Tartuffe
Spielzeit 2023.2024
7. Mai 2024
weitere Termine und Besetzungen:
www.staatstheater-wiesbaden.de
Katja Sturm, FNP
Heuchler gibt’s zu allen Zeiten - „Tartuffe“ modern und rasant im Staatstheater Wiesbaden
Mehr als 350 Jahre hat Molières „Tartuffe“ bereits auf dem Buckel, doch in Uwe Eric Laufenbergs Inszenierung für das Kleine Haus des Wiesbadener Staatstheaters ist der bitterbösen Komödie des französischen Dramatikers dieses Alter nicht anzumerken. Klar, Heuchler und betrügerische Verführer gibt es in jeder Ära, und so bleibt das Thema dauerhaft aktuell. Aber unter der Regie des in einem Jahr scheidenden Intendanten kommt die Geschichte extrem frisch, vergnüglich und spannend daher, und nicht nur das schockierende Ende, das noch jenes provokante toppt, mit dem das Stück zu seinen Ursprungszeiten Aufregung erregte, lässt es lange nachhallen.

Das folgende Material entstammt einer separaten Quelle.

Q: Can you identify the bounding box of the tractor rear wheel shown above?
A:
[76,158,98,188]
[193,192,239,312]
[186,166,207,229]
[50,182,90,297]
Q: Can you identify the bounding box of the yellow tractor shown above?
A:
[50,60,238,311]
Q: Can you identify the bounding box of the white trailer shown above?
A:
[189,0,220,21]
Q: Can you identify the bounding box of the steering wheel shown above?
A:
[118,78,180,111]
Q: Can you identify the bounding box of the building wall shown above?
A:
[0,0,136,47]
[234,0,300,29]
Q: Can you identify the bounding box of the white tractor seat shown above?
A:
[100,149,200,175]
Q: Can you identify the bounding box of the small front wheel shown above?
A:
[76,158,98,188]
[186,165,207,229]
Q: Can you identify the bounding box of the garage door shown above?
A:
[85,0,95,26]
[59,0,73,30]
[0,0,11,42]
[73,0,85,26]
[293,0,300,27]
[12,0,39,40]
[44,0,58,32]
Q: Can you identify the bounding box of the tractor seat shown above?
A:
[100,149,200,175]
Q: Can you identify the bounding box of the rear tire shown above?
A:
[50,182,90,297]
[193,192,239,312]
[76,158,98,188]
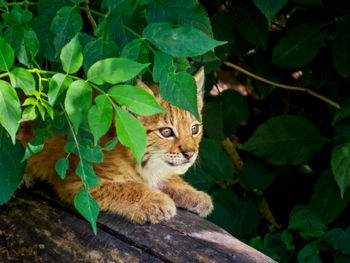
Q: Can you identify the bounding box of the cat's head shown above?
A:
[138,68,204,174]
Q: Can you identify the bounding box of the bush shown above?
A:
[0,0,350,262]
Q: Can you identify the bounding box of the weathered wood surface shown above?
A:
[0,190,275,263]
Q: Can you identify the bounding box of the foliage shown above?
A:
[189,0,350,262]
[0,0,225,233]
[0,0,350,262]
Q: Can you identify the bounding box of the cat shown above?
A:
[18,67,213,224]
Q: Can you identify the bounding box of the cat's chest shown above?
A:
[138,164,171,189]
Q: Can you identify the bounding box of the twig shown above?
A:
[224,61,341,109]
[84,0,97,30]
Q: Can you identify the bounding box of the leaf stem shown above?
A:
[224,61,341,109]
[0,72,10,79]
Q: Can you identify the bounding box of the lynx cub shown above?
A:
[19,68,213,224]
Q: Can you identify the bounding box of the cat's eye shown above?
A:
[191,124,200,135]
[159,127,174,138]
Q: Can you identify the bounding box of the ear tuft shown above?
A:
[193,66,205,112]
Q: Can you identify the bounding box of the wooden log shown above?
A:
[0,190,275,263]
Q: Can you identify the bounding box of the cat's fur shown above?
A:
[19,68,213,224]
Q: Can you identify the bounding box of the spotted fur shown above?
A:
[19,69,213,224]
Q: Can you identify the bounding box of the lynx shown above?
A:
[19,68,213,224]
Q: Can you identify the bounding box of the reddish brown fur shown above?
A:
[19,70,213,223]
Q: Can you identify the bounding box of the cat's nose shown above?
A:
[181,149,195,160]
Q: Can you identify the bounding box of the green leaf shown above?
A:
[101,0,138,16]
[103,138,118,151]
[146,1,167,24]
[272,23,327,68]
[0,80,21,143]
[87,58,149,84]
[310,170,350,225]
[47,73,72,106]
[157,0,211,35]
[288,206,326,239]
[60,34,83,74]
[10,68,35,95]
[50,6,83,57]
[36,103,45,121]
[196,138,233,181]
[121,38,149,63]
[21,105,37,121]
[108,85,167,115]
[159,72,200,120]
[64,80,92,131]
[75,160,99,187]
[331,142,350,198]
[83,38,119,73]
[74,188,100,235]
[332,104,350,125]
[4,25,39,67]
[40,98,54,120]
[21,136,44,162]
[2,6,33,25]
[0,0,9,12]
[88,95,113,145]
[203,96,226,142]
[115,107,147,165]
[30,13,58,62]
[0,37,15,71]
[152,51,176,82]
[236,1,268,48]
[332,23,350,78]
[174,58,191,72]
[79,139,103,163]
[239,158,276,191]
[253,0,288,21]
[0,129,26,205]
[241,115,328,165]
[298,243,322,263]
[142,23,226,57]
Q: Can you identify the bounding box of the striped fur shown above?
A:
[18,69,213,224]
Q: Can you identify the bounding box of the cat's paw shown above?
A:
[187,191,214,217]
[132,193,176,224]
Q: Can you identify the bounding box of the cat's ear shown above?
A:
[193,66,205,112]
[136,77,155,97]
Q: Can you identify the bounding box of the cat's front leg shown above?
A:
[90,182,176,224]
[161,175,213,217]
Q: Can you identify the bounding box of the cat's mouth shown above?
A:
[165,160,190,167]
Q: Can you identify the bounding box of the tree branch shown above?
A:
[224,61,341,109]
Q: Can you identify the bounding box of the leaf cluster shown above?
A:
[185,0,350,262]
[0,0,225,233]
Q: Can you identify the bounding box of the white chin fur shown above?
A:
[139,155,196,189]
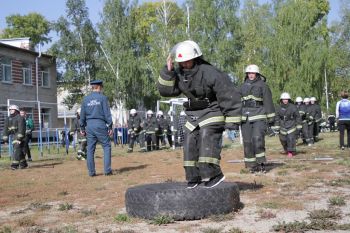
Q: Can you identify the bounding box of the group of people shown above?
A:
[2,105,34,170]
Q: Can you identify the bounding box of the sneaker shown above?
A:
[187,181,199,189]
[204,173,225,188]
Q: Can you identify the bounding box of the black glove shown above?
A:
[225,123,239,130]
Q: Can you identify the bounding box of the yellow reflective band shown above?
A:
[199,116,225,127]
[255,152,265,158]
[244,158,256,162]
[242,95,263,101]
[183,161,197,167]
[185,121,196,131]
[225,116,242,123]
[266,112,276,118]
[198,157,220,165]
[248,115,266,121]
[158,76,175,87]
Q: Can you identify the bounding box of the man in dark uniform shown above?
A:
[2,105,28,170]
[128,109,145,153]
[143,110,158,151]
[158,41,241,188]
[241,65,275,173]
[274,92,302,158]
[80,80,113,176]
[20,110,34,161]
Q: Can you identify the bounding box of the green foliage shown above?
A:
[0,13,51,46]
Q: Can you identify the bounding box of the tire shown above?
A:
[125,182,240,221]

Rolf Glittenberg hat die Handlung in eine einfache Szenerie eingebettet. Zwischen pastellfarbenen Wänden, darunter eine mittige im Hintergrund, die manchen und manches versteckt und verdeckt, steht ein graues, aber modernes Sofa. Drei Bildschirme zeigen TV-Ausschnitte von „Tagesschau“ bis „Dschungelshow“, die immer wieder das kommentieren, was davor geschieht. Die Zeitlosigkeit unterstreichen die überwiegend schwarzen Kostüme von Marianne Glittenberg, auch durch ihre Schnitte eher Abend- als Alltagskleidung. Bei der Party der wohlhabenden Verwandtschaft zu Beginn wird begeistert Koks geschnupft. Die Grande Dame des Hauses, Madame Pernelle, weist jeden Einzelnen verächtlich in die Schranken. Monika Kroll spielt sie als Teil eines exquisiten Ensembles, darunter Christina Tzatzaraki als resolute und vorlaute Zofe Dorine, die den ungeliebten Gast glasklar durchschaut.

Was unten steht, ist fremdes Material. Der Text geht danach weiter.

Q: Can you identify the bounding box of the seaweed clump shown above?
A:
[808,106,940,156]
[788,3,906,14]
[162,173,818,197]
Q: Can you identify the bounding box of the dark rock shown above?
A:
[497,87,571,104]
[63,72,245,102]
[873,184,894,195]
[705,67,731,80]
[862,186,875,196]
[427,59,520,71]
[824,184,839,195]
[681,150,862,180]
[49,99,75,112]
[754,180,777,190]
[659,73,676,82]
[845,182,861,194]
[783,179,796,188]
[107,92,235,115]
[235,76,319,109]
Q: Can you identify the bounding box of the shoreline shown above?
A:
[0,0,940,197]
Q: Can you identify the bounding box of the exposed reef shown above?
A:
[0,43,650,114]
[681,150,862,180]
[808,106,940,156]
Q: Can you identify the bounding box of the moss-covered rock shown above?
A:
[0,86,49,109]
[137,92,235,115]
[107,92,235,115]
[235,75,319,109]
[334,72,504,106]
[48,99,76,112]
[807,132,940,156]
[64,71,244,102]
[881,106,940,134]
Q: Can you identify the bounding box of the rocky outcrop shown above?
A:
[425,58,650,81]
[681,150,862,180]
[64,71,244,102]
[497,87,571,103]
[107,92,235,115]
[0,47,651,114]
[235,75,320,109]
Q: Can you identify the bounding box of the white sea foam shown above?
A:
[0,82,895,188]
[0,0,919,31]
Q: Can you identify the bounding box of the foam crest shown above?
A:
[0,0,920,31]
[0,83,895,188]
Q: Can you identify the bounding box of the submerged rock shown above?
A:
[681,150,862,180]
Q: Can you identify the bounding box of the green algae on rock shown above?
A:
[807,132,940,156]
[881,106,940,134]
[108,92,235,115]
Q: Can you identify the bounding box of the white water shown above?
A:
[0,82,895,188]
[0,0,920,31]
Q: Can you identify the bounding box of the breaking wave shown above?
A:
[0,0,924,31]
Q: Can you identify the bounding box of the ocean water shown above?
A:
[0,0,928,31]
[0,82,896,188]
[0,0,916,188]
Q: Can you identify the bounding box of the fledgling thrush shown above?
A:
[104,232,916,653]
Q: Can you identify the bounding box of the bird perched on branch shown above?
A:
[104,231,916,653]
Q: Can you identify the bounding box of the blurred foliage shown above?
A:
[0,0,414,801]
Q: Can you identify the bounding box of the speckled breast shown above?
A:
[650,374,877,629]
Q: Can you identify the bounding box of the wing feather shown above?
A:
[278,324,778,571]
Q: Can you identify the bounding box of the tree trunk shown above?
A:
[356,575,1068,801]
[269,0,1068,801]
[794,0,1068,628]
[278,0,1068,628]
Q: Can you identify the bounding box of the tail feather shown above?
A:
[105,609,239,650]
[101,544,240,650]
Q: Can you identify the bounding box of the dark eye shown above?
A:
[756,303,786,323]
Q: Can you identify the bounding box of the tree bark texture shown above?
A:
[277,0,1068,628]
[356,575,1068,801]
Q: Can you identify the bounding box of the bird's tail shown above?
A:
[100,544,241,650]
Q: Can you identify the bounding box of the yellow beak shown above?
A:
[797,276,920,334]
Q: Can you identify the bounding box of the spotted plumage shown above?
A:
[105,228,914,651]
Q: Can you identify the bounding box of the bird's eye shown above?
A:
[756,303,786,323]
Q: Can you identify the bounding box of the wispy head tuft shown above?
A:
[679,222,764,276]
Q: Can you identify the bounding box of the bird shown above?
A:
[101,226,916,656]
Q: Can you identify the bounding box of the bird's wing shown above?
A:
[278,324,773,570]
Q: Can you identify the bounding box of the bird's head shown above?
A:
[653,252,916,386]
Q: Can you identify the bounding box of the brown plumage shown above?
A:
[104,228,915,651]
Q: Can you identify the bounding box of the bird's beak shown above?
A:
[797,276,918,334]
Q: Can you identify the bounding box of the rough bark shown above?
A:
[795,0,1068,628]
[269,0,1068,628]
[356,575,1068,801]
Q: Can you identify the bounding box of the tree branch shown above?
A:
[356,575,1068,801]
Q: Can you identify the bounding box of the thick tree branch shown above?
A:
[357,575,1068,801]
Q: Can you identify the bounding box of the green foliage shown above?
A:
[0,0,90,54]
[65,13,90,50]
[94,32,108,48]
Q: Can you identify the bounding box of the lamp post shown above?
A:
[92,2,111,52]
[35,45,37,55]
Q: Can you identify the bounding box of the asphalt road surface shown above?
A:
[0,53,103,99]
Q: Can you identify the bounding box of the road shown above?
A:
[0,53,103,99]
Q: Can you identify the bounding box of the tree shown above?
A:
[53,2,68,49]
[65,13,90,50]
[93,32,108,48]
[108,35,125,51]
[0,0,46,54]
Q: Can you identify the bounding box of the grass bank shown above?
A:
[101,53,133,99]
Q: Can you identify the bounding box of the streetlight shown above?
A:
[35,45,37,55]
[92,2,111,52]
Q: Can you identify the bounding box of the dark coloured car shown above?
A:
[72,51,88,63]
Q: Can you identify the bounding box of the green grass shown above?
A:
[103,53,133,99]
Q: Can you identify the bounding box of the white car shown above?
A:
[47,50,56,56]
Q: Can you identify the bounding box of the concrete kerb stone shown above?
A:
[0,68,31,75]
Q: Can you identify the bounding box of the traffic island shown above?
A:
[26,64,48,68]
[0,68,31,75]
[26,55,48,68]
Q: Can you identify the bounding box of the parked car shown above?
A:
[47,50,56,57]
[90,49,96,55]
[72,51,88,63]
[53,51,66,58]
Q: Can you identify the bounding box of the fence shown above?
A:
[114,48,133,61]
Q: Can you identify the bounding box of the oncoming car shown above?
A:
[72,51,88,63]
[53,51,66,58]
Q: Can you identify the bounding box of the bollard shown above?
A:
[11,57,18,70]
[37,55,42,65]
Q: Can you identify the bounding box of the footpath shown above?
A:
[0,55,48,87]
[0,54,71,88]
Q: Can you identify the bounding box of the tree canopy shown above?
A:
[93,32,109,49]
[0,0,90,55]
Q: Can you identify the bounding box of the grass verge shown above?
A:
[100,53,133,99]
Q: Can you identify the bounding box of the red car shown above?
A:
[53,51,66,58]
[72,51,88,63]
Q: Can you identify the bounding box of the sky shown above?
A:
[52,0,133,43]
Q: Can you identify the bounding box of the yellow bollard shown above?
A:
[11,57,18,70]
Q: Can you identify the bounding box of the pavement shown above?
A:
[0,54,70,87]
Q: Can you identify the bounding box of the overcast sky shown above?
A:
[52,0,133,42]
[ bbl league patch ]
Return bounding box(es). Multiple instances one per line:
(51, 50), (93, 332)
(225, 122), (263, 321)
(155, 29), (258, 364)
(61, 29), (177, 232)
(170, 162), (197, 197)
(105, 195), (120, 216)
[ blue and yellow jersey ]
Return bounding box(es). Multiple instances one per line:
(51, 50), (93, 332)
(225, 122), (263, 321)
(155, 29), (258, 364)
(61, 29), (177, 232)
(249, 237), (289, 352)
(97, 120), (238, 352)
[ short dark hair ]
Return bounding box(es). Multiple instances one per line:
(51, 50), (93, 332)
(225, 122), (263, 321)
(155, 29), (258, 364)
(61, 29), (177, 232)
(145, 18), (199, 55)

Jener, Tartuffe (Christoph Kohlbacher), erschleicht sich als göttlicher Schein- Heiliger, der drei Religionen gleichzeitig dient, in Wahrheit aber doch nur sich selbst, gegen den Widerstand des Großteils der Familie das Vertrauen des allzu naiven Hausherrn Orgon (Michael Birnbaum). Zu spät erkennt dieser seinen Irrtum, als er, inmitten der Zuschauer sitzend, mitansehen muss, wie der bigotte Gutmensch schamlos all seine Hüllen fallen lässt. Nach dem Stimmungswechsel entfaltet der knapp drei Stunden lange Abend rasante Dynamik. Mit- und hinreißend war er vorher schon.

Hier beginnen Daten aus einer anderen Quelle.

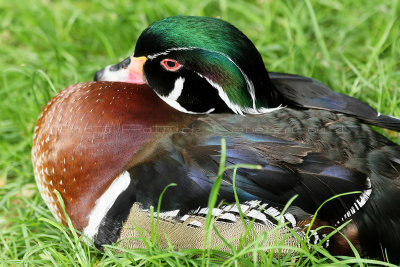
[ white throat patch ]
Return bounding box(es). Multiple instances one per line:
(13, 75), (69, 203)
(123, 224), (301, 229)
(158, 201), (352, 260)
(83, 171), (131, 240)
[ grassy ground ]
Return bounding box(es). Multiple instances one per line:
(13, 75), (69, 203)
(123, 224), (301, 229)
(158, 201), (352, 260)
(0, 0), (400, 266)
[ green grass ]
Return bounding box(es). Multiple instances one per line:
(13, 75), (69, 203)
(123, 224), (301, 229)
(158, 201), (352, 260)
(0, 0), (400, 266)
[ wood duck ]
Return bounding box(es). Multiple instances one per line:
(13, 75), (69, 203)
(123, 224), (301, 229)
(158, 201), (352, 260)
(95, 16), (400, 131)
(32, 17), (400, 262)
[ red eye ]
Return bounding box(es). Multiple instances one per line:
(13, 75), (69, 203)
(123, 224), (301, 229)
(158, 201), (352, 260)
(161, 58), (182, 71)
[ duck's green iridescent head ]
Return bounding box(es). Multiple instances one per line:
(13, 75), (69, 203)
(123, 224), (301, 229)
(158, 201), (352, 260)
(95, 16), (280, 114)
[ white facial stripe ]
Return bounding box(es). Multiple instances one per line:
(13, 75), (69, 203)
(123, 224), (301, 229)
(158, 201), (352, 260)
(147, 47), (256, 109)
(156, 77), (215, 114)
(83, 171), (131, 240)
(167, 77), (185, 101)
(100, 65), (128, 82)
(196, 72), (243, 115)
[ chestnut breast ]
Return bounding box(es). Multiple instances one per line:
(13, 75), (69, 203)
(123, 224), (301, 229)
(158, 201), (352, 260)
(32, 82), (191, 230)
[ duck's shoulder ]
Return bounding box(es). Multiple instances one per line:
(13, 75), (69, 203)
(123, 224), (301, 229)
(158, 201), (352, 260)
(269, 72), (400, 131)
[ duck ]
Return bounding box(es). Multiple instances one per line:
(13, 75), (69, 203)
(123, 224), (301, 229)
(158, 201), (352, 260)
(94, 16), (400, 131)
(32, 17), (400, 262)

Birgitta Lamparth, Wiesbadener Kurier
Cool, drastisch und sexy: „Tartuffe” am Wiesbadener Theater
[...] Das komödiantische Drama in der Familie von Orgon beginnt mit Krawall: Da wird gezetert und gestritten, und die Mutter Orgons, Madame Pernelle, verteilt nicht nur heute sattsam bekannte Redensarten („jeder will sein Mütchen an mir kühlen”), sondern auch fiese Spitzen gegen ihre Schwiegertochter („kleidet sich verschwenderisch wie ein Prinzessin”). Eine Paraderolle für die Grande Dame Monika Kroll. Wie überhaupt hier sofort die Duftmarke gesetzt wird: Die Frauen in Stück und Inszenierung haben hier eindeutig eher den Durchblick. Und während die Sippschaft ein bisschen arg betont gierig auf einem Spiegel Kokain konsumiert, flimmern Szenen vom „Dschungelcamp”, Protesten in Frankreich und ein Abgesang auf G.W. Bush über drei große Monitore ins Wohnzimmer. Videobilder werden im Laufe des Abends immer mal wieder die Geschehnisse kommentieren, konterkarieren und manchmal auch karikieren.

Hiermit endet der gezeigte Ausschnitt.